I fully admit that my case is extreme, since I am actively managing three special education students within my own home. But many people are suffering from Zoom fatigue, not just parents. Companies that have been able to continue to operate remotely via online platforms have now given their employees a peek into their co-workers’ lives, and not all of it is great. Our social lives are often being reduced to a screen, with book clubs and “happy hours” now occuring over Zoom.
Enter Amanda Marcotte. She is experiencing Zoom fatigue, but it isn’t work-based or family-based. Nope, she’s just so popular that she can barely get a moment’s peace away from Zoom.
On one hand, I feel incredibly fortunate to have a lot of friends, and therefore lots of opportunities to stay social via online chats and Zoom parties. On the other hand, I’m starting to wonder when I’m actually going to get to enjoy this solitude we’ve all been promised would be our daily companion during the pandemic.”
I confess that when I looked at my calendar for Memorial Day weekend and saw that I had nothing social scheduled all day on Saturday, I breathed a small sigh of relief. I had a whole day to myself — no online games, no post-dinner drinks, nothing. I can sit and read a book if I want to. I can take a long bike ride. I can goof off in my garden with my cat. I can be alone with my thoughts. I can catch up on podcasts.
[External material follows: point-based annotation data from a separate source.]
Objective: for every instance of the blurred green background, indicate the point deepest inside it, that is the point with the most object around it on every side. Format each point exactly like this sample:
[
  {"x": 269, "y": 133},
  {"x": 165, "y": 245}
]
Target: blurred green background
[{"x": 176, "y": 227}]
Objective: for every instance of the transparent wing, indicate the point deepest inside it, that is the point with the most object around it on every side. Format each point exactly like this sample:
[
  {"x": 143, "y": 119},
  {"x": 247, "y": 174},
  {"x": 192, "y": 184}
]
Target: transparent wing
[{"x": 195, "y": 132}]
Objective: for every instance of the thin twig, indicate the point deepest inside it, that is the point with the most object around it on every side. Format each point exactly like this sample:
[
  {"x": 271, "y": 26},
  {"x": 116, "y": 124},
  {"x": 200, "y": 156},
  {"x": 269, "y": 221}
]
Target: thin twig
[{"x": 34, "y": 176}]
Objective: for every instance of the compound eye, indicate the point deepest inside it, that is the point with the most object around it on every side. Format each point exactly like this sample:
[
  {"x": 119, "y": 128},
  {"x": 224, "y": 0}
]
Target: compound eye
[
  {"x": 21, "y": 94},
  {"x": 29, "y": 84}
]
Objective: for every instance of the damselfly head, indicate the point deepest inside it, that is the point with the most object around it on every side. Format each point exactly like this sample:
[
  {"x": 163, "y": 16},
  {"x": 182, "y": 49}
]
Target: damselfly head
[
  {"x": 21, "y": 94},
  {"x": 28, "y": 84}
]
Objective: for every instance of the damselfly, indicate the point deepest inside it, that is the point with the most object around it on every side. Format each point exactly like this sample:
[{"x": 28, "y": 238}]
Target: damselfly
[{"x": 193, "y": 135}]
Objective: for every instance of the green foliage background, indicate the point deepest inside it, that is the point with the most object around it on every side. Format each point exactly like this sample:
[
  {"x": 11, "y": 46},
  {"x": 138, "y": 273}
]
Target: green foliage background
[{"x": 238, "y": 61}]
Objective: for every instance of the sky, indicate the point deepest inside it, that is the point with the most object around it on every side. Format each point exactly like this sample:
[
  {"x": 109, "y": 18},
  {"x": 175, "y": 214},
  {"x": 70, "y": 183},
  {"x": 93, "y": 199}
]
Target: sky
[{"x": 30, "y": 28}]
I can finally finish a video game, something I thought I’d spend most of this quarantine doing and have barely done at all.”
I swear, I’ve been more social in the past couple of months than I have been in years. I’ve been reaching out to friends far away and doing Zoom chats with them. Role-playing games, already a robust hobby I share with my partner, have become all-consuming as bored friends want to start more of them all the time. (I’m currently playing in five or six separate campaigns, twice what I had going on before the pandemic.) I want to stay in touch with people, if only to reassure myself that they’re doing OK in a time when none of us is really doing all that OK.”
I’ll be honest – this is hardly the most egregious thing that Amanda Marcotte has ever committed to a column. But it is just so typical of her usual self-centered naval gazing that she can take a legitimate concern – Zoom fatigue and the ability to step away from a screen, even if that screen is one of the only connections to the world outside – and make it all about MEEEEEEEEEEEE. This isn’t so much a column about Zoom fatigue as it is a humblebrag about Amanda Marcotte’s popularity among her own friends.
Fine. Marcotte is welcome to her active Zoom life and her humblebrags and whatever. The rest of us in the real world, who are concerned about paychecks and kids regressing and food scarcity, can afford a fleeting moment of pity that Amanda Marcotte, who still has a job, isn’t playing as many video games as she’d planned for. And that fleeting moment of pity is apparently more than Amanda Marcotte can afford for anyone else outside of her Zoom bubble.